Now imagine if you wanted to change those boxes into wider rectangles and have the text grow to the new shape of the container. Some of you already might be cringing…but these are the exact types of experiments we must make 100 times throughout the day as a visual designer.

Why would we use Photoshop for these tasks? Just to do a little experiment, I took this use case and replicated the effort needed to do this in OmniGraffle versus Photoshop. It was 20 times faster to accomplish this in OmniGraffle! Now imagine every time you wanted to experiment with minor sizing tweaks on all 10 boxes to get things just perfect…painful! You can see why design teams get extremely agitated with design changes…this is not fun in Photoshop.

Photoshop is not Consistent With HTML/CSS Behaviors

To illustrate this point, let’s take the above example with the 10 boxes. Let’s say those boxes now have rounded corners, and we wanted to see how different corner radius values “felt”. Now, like the above example, we wanted to change the sizes of those boxes that have rounded corners.

Ouch! With Photoshop, those rounded corners are hard-coded pixels. You can’t just simply change their shape like you’d do in CSS with border-radius.

Stretching and shrinking these raster shapes totally destroys the beauty of the shape. This is the point where a visual designer using Photoshop would tell their boss that this simple task would take a day or two to provide several different “looks”. Sound familiar?

With OmniGraffle, this simple experiment with visual design tweaking would take only a couple of minutes max. With OmniGraffle, the behaviors and attributes of elements work a lot more like HTML and CSS…with properties like borders, border radius, shadows, gradient fills, padding, etc.

The Proliferation of Flat Design

Flat design has arrived in a big way. It makes sense: clean design, prioritize content and readability, and less reliance on heavy graphics. Today’s design community has embraced design simplicity. Even watching the live feed of the 2013 WWDC introduction to iOS 7, it’s clear Apple is finally moving away from skeuomorphism and embracing flat design.
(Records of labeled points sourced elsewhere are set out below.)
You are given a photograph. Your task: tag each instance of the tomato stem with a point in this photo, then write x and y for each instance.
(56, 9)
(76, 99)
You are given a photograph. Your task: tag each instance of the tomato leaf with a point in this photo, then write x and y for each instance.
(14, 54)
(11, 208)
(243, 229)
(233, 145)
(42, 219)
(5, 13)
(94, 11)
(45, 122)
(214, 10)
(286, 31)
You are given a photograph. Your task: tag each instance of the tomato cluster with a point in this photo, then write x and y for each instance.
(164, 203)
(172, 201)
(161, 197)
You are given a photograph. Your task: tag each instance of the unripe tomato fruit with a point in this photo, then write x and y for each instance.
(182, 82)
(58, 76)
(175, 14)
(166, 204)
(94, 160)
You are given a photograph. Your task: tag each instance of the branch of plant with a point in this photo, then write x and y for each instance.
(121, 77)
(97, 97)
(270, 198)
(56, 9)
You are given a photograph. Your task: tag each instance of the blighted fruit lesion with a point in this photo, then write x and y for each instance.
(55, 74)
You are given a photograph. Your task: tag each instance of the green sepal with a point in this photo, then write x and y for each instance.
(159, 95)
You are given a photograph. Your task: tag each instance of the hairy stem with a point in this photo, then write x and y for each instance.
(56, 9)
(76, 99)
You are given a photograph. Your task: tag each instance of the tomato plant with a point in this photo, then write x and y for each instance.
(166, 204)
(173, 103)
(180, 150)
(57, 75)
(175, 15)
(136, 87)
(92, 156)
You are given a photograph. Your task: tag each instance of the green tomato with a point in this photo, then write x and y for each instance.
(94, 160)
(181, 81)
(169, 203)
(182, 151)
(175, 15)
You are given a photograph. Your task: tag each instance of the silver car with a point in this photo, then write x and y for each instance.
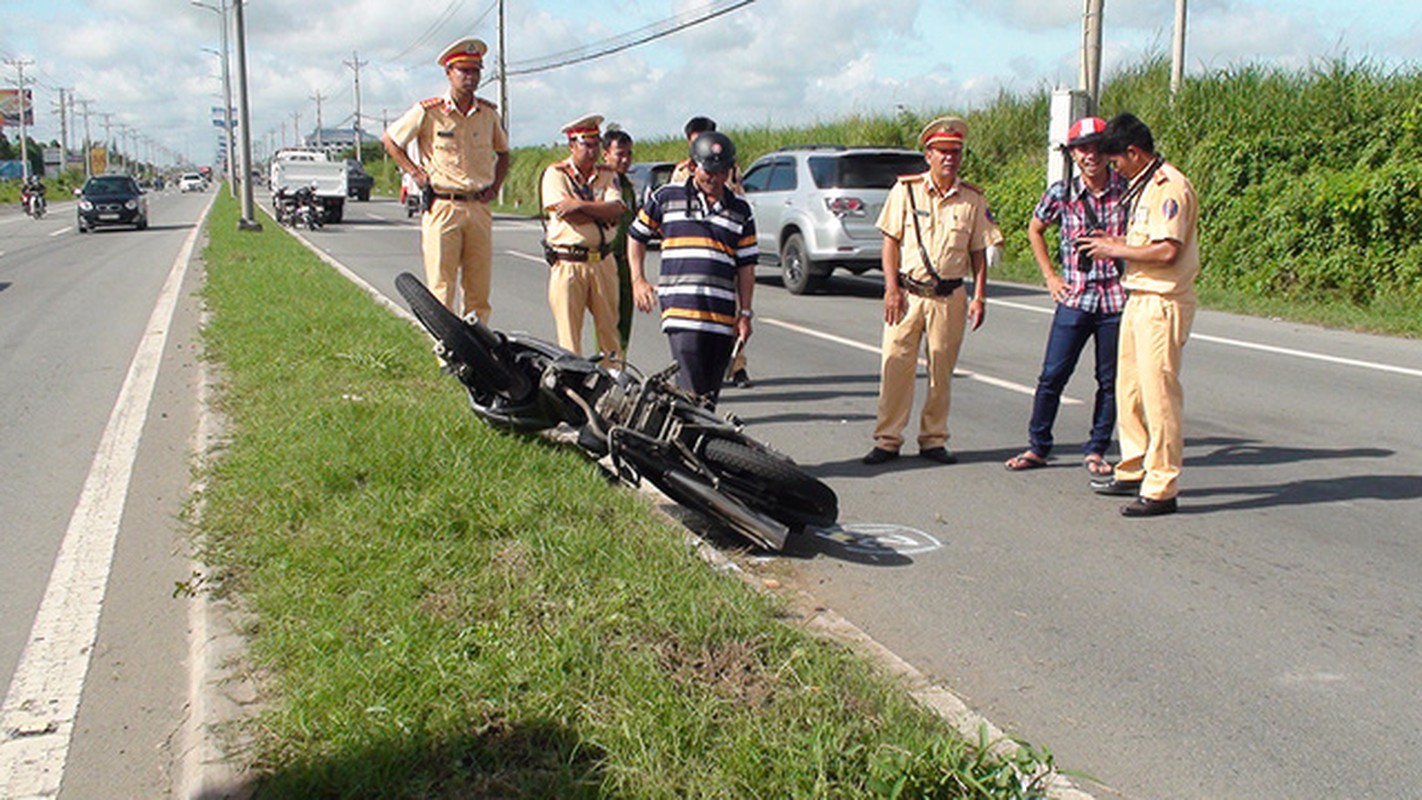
(816, 206)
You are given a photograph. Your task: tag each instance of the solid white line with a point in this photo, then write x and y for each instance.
(1310, 355)
(1260, 347)
(37, 716)
(525, 256)
(989, 380)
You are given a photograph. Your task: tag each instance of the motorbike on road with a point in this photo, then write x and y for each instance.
(33, 202)
(644, 428)
(299, 208)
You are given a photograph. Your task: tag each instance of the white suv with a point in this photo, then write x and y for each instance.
(816, 206)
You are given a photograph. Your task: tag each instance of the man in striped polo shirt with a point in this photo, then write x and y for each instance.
(708, 260)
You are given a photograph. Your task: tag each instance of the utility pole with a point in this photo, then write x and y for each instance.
(61, 108)
(1091, 53)
(356, 64)
(320, 142)
(24, 149)
(504, 84)
(108, 139)
(88, 144)
(1178, 51)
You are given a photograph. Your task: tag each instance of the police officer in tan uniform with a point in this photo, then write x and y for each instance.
(1162, 255)
(583, 203)
(464, 157)
(936, 232)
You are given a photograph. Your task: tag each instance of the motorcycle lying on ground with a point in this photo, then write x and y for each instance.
(646, 428)
(297, 208)
(306, 213)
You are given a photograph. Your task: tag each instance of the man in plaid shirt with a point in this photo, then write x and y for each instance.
(1088, 296)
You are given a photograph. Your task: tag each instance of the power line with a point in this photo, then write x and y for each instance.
(627, 40)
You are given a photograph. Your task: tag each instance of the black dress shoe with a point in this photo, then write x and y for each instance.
(940, 455)
(1148, 507)
(1116, 488)
(879, 455)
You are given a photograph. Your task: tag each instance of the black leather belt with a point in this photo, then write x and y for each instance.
(942, 287)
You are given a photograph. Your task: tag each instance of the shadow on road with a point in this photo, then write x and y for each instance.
(1306, 492)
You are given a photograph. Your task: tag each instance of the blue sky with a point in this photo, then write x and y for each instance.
(771, 63)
Take a quick look at some of your favorite most used sites, you’ll notice in the anatomy of the page, the graphic elements are not that complicated…most times producible with pure HTML/CSS. Once again, the era of “liquid metal” consuming the whole page is dead. Just as an experiment…I took a page from Twitter and created a pixel-perfect visual reproduction in OmniGraffle. This exercise took less than 1 hour.

Photoshop as a Subscription Product

In case you don’t know by now, Adobe recently announced that Photoshop will be software that users will need to pay a monthly fee for. I’m really not sure how this decision will play out business-wise, but so far, it doesn’t seem very well received by loyal Photoshop enthusiasts who are used to owning their software.

This decision by Adobe might be what precipitates the perfect storm for a generation of designers looking for Photoshop alternatives for creating comps more efficiently…and just as beautiful. Compare this to OmniGraffle, where you can purchase the standard version for $99 and the pro version for $199.

Conclusion

It’s important to always look for tools that increase efficiency, fits into today’s workflow, and relevant for the current design trends. For today’s web design and layout needs, I personally think OmniGraffle is a very enjoyable tool to use, even though it’s marketed mainly as a wireframing tool.

Is it the perfect tool to build comps? Of course not. I think it’s only a matter of time before another software will better understand a visual designer’s daily pain points, and solve them even more effectively. In the meantime though, I think it does a pretty great job.

I think Photoshop can potentially still have a place in visual design. It’s arguably still a good tool for asset production…but perhaps even in this area, there may be specialized tools out there that accomplish the task better.

For example, to create favicons, I’d just use Icon Slate which costs $4.99. Or for logos and more complex graphics work, I’d choose a vector-based app like Illustrator or Fireworks. Once again, when we use these tools day-in and day-out, finding the right tool for the job can save us countless wasted hours and creative frustration.